Asbestosis causes symptoms that are common to other types of lung disease. To diagnose asbestosis, your doctor will:

  • Examine your breathing – to listen for signs of asbestosis, such as crackling in the lower lungs
  • Order lung function tests, such as spirometry and lung volumes – these tests can also help to rule out other types of lung diseases, like asthma
  • Schedule a chest X-ray – an X-ray can show if there is scarring on the lungs and identify other signs of asbestosis
  • Schedule a chest CT – a CT scan can show asbestosis with better detection than a chest X-ray
  • Talk to you about your work – to determine if you were at risk of asbestos exposure.

What are the possible procedures and treatments for asbestosis?

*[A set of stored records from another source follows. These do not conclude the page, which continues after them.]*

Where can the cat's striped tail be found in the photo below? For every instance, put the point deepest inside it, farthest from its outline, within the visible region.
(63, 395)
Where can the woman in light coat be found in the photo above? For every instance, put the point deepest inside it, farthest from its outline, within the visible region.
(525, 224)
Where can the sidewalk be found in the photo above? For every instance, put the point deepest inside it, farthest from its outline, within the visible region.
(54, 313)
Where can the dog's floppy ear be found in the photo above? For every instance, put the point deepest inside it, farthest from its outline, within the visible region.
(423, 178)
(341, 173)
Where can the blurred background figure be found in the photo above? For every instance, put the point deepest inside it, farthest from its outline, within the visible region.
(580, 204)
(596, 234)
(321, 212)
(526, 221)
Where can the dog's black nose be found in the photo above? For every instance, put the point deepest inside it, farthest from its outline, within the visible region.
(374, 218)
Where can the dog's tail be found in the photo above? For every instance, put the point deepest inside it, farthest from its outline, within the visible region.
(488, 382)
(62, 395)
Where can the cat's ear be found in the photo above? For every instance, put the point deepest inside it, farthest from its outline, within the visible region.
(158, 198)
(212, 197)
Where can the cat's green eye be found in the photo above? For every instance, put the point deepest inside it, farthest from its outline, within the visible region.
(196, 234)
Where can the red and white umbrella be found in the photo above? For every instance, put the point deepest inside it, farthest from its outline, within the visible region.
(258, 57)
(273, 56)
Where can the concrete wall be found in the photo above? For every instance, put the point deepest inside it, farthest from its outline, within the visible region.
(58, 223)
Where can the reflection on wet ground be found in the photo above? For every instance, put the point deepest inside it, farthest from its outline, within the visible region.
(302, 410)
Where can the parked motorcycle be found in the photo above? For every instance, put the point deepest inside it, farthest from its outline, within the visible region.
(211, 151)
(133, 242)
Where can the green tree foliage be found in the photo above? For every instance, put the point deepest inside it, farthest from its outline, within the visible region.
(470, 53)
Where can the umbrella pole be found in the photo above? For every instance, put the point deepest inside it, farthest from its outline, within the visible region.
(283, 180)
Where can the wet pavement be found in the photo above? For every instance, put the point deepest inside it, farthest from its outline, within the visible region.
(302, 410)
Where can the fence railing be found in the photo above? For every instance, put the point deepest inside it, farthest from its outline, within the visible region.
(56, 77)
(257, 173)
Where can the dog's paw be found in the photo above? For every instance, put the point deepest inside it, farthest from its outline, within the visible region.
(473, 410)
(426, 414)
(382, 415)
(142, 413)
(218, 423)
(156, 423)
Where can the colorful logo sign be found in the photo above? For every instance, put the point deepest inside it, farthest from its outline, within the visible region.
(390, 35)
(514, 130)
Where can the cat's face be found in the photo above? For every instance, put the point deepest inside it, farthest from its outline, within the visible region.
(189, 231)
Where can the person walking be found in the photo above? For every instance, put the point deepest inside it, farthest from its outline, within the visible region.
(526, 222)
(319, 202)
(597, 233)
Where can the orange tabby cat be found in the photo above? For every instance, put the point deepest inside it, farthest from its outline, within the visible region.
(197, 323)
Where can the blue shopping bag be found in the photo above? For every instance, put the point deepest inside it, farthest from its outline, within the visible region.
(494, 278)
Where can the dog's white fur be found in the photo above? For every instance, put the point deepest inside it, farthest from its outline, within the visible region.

While asbestosis can’t be ‘cured’, there are treatments to help you breathe better and slow the disease progression.

Common treatments for asbestosis include:

  • Lifestyle changes – eating a healthy diet, exercising regularly and drinking plenty of water helps you stay fit and health
  • Medication – some medications can open the airways and help you breathe better
  • New drug treatments – new treatments using anti-fibrotic agents are being developed
  • Oxygen – oxygen therapy helps you to breathe better and gets more air into your lungs
  • Pain relief – your doctor may prescribe pain relief to help you manage your symptoms
  • Quit Smoking – smoking can make your disease worse and cause other lung problems, including lung cancer, so phone 13QUIT to get started
  • Surgery – your doctor may suggest surgery if you have complications or severe symptoms.

What is the future plan if you have asbestosis?

If you have asbestosis, your future plan will focus on maintaining a good quality of life, improving your symptoms and slowing the disease progression.

Your doctor will develop a personalised treatment program for you, including steps such as:

  • Avoiding asbestos – immediately refrain from any further exposure to asbestos
  • Eating a healthy diet – eat plenty of fresh fruits and vegetables, and drink several glasses of water each day
  • Exercise – move regularly, and exercise if you feel strong enough
  • Joining a support group – you’re not alone, and community support can help you stay healthy and stick to your treatment plan
  • Medication or oxygen therapy – you may need extra breathing support, as suggested by your doctor
  • Pulmonary rehabilitation – join a dedicated lung health exercise program, designed for people with various types of lung disease
  • Regular vaccinations – the annual flu vaccination will help to keep your lungs healthy
  • Sleep – aim for eight hours of sleep each night, and rest appropriately during the day
  • Washing your hands regularly - prevent spreading colds and flu.

By following your treatment plan and taking active steps to stay healthy, you can improve your symptoms and maintain a good quality of life.

If you have any questions about your condition or treatment options, contact your doctor or medical team. The Bernie Banton Foundation also offers advice.